READER, forgive me. I confess to having been a media studies teacher in a former life. In those days students did lots of analysis and undertook practical work only as a means to understanding the media. Rather like an art historian undertaking painting better to comprehend a work of art. The field was broad, encompassing film, the press, television and photography, as well as propaganda, communication and politics. Students were tasked with the critical study of the media, to expose its vested interests and bias. Sound familiar? You bet.
Not trusting ‘mainstream’ media with its nefarious funding and its overt bias, it is the modestly (if not barely) funded ‘outsider’ sources to which we now turn. I refer to sites such as TCW Defending Freedom, the Daily Sceptic, the Daily Wire, Exposé, UK Column, Children’s Health Defense and the many other outsider blogs and podcasts. The struggle for authentic news and debate persists with much energy spent on censorship and accusations of misinformation. I now see ‘media studies’ embedded in so many of these posts and ensuing discussions. Yet few would recognise that they’re doing what amounts to media studies. Ironically, today’s students probably would not recognise this either, preferring instead to categorise challenges to the mainstream as ‘bigotry’. Furthermore, I anticipate that the subject’s erstwhile critics would be equally loath to appreciate this.
The renowned historian David Starkey excoriated media studies in a 1995 article for the Sunday Times. At the time, I felt he did not understand the subject. Given his recent ‘cancellation’ experience, and the development of his own media channel, David Starkey Talks, I rather think he will have developed a tightly honed media studies skillset. What an image, Dr Starkey, a master of the art of media studies. Unthinkable.

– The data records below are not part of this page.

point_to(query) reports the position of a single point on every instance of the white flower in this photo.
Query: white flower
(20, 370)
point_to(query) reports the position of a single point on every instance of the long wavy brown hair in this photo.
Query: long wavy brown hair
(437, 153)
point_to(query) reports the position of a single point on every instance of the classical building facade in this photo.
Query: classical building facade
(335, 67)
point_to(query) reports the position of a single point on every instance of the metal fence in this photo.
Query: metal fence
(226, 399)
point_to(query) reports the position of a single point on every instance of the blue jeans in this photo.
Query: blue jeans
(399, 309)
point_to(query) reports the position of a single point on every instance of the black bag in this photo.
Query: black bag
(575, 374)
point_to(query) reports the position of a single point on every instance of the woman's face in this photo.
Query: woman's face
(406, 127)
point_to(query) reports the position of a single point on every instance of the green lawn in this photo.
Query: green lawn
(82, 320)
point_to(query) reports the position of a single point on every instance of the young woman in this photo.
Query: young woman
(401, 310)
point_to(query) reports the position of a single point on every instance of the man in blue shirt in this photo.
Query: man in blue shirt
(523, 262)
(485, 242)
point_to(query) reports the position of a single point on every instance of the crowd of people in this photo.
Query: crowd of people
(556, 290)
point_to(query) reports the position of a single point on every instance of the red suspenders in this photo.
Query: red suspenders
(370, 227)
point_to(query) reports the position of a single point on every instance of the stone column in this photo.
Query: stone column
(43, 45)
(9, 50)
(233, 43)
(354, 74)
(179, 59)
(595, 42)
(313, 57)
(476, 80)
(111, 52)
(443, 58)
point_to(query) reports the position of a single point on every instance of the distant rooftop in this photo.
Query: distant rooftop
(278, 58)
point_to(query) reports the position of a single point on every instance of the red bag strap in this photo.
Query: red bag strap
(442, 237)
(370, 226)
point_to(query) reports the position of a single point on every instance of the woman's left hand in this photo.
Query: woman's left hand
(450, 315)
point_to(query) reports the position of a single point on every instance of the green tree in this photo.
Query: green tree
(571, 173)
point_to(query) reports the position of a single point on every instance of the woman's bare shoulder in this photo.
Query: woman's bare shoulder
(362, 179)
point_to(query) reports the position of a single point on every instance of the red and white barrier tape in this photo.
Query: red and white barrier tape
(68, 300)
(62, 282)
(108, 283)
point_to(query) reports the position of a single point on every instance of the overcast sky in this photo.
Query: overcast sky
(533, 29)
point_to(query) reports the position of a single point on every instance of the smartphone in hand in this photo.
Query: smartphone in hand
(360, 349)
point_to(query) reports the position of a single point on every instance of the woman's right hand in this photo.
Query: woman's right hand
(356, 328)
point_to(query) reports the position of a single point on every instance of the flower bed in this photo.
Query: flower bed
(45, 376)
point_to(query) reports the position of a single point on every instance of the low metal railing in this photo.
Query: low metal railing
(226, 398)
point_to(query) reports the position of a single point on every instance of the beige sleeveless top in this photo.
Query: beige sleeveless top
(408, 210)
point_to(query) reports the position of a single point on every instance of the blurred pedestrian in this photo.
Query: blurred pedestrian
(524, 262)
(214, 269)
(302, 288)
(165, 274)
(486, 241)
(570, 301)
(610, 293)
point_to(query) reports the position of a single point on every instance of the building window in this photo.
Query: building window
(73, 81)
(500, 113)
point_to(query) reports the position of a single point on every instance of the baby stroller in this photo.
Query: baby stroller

Dr Starkey’s own discipline, history, is a fully respected, proper academic subject. Yet, no longer should we see history and media studies as being at odds with one another. These days, school subjects compete for a share of a shrinking curriculum space. In 2012 Tristram Hunt complained about the endless focus upon ‘Henry VIII’ and ‘Hitler’ in the squeezed curriculum. What is the likelihood that children will learn about Dr Starkey’s observation that Britain’s first ‘Brexit’ took place as a result of the actions of Henry VIII? Given Dr Starkey’s ‘cancellation’ by the ‘woke’ and their stance on Brexit, it is unlikely.
Furthermore, in all of those lessons on WWII, what chance is there that students will learn about Klaus Schwab’s pet project as one that carries echoes of Hitler’s anti-capitalist totalising project? The elites are not even trying to hide it. What Schwab refers to as the ‘fourth industrial revolution’ feels more like the Fourth Reich. ‘You will own nothing’ is a vision which does not merely refer to property or possessions, it includes your own body. Hence the addition of the clause ‘and you will be happy’. It seems as though, far from preventing a future totalitarian takeover, some history lessons have merely taught some people how to do it.
The Fourth Reich (aka the ‘Great Reset’) sets out to destroy, Maoist style, the four ‘olds’: ideas, customs, culture and habits. I can envisage Schwab and his ilk dispensing with the inconvenience of human societies vibrantly connecting with their pasts. The very real danger is that the subject of history will become one of the many ‘olds’ that must be overcome in globalists’ eyes.
Which brings me back to our (now) old friend, media studies. So much of what we’ve experienced over the past two years or so has been centred around how information has been highly controlled. Laura Dodsworth’s book A State of Fear is a superlative account of the many psychological techniques used in this respect. We need not stop there. Hector Drummond’s The Face Mask Cult, Robert Kennedy Jr’s The Real Anthony Fauci, Naomi Wolf’s The Bodies of Others and many more testify in their own ways to the manner in which the media has been harnessed as a political weapon by governments and elites against their own people. Never before has media studies been as important as it is right now.
When I taught the subject, Bill Gates ran the firm which made our computers and desktop publishing software. Gates now funds much of the media under the cloak of his ‘charitable’ foundations. His obsession with injecting the world’s population underscores that transhumanist (or dehumanising) vision of Schwab’s Fourth Reich Reset.
For many, it is the alternative media ‘outliers’ which have brought into sharp view the immense power and influence of the mainstream media, the role of governments in its disseminating of propaganda and the use of social media tools to push drugs, censor and to silence. Investigative journalism belongs within the realm of these outliers whilst the mainstream media deals in the promotion of fear and the silencing of dissent.
All of these points were and are grist to the media studies mill. They are the beating heart of many present-day conversations and reader comments. Let’s call this practice ‘neo-media studies’, where the distinction is made between what appears and what is, between what is politically correct and actually true. Neo-media studies must be a ruthless exercise in deconstruction and exposure, especially concerning all that funding and influence.
Dr Starkey, can we call a truce and concede that the outliers’ practice of media studies is playing an important role in preserving the subject and scholarly practice of history from the destructive reach of the globalists? And that both subjects play an important part in a civilised, democratic and knowledgeable society? I believe so.
Let’s all do media studies now, before it’s too late.